2011 decision of the European Court of Justice

Association belge des Consommateurs Test-Achats ASBL v Conseil des ministres (2011) , , is a decision of the European Court of Justice which invalidated a provision of Directive 2004/113/EC of the European Union which permitted the continence of sexual discrimination in the provision of insurance services provided that it was based on "relevant and accurate actuarial and statistical data." The practical result of the decision was the prohibition of sexual discrimination in insurance policies.

==Facts==
A Belgian consumer association, Test-Achats, against the Belgian government claiming that the legal measure adopted by the government to transpose the Gender Directive into EU law violated the Charter of Fundamental Rights of the European Union. The Constitutional Court asked the European Court of Justice for a preliminary ruling on the validity of Article 5(2) of the directive.

==Judgment==
On 1 March 2011 the ECJ ruled in favour of Test-Achats that Article 5(2) was in breach of the Charter of Fundamental Rights and therefore void. However the court ruled that there would be a transitional period to enable insurance companies to comply with the ruling this lasted until the 21 December 2012.

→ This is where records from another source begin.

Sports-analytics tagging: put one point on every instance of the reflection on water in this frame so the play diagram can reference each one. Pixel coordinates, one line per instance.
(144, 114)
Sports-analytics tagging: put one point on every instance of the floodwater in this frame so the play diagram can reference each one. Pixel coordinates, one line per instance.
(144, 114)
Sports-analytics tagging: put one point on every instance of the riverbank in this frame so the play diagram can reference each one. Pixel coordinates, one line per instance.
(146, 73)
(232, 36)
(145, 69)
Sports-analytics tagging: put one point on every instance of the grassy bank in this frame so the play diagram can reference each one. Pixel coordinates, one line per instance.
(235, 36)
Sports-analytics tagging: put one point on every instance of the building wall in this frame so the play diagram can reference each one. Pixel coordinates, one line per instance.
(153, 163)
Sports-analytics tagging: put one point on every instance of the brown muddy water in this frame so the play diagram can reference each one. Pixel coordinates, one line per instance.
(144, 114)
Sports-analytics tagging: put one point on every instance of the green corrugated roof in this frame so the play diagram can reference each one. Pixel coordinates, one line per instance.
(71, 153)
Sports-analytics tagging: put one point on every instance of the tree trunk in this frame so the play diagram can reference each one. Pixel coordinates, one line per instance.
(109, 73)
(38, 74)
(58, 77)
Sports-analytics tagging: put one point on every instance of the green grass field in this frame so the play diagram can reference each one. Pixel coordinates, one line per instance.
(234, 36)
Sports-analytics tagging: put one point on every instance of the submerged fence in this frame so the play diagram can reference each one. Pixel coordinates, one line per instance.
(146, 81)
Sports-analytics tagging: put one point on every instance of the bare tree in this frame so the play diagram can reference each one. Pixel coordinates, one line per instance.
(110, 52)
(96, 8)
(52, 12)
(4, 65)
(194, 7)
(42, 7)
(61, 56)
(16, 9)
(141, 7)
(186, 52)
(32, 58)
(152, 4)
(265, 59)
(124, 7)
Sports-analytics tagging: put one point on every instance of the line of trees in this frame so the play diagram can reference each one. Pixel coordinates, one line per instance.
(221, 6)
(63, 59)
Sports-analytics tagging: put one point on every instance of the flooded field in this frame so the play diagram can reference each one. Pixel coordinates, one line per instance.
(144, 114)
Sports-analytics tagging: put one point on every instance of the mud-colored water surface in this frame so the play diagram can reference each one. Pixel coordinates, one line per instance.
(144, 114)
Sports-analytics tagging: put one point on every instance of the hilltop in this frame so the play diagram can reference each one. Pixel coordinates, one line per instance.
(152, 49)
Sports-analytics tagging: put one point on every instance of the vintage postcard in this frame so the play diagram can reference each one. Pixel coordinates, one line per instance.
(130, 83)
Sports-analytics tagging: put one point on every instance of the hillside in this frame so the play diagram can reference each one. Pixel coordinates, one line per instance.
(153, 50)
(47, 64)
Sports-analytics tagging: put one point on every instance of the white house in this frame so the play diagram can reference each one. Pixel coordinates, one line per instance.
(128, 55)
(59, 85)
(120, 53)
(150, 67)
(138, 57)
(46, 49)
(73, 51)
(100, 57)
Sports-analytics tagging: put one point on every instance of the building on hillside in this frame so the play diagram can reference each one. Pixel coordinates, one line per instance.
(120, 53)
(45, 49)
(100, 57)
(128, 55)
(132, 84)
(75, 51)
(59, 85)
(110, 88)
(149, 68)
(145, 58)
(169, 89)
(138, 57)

The ruling means that after the transitional period ended all new insurance contracts entered into in the 27 European Union member states could no longer use sex to determine premiums paid or benefits granted. The ruling benefits male drivers and male purchasers of life insurance, who tend to experience claims more than women in these areas; it will also benefit female purchasers of health insurance who tend to experience health claims more than men and female purchasers of life annuity products, who tend to live longer than men. Naturally it is likely that female drivers and life insurance purchasers, and male health insurance purchasers, will pay more.

The ruling was welcomed by many as a step forward for gender equality and for ending outdated practices but met with some controversy particularly from United Kingdom conservative politicians who felt the court was overstepping its power and in effect making its own legislation.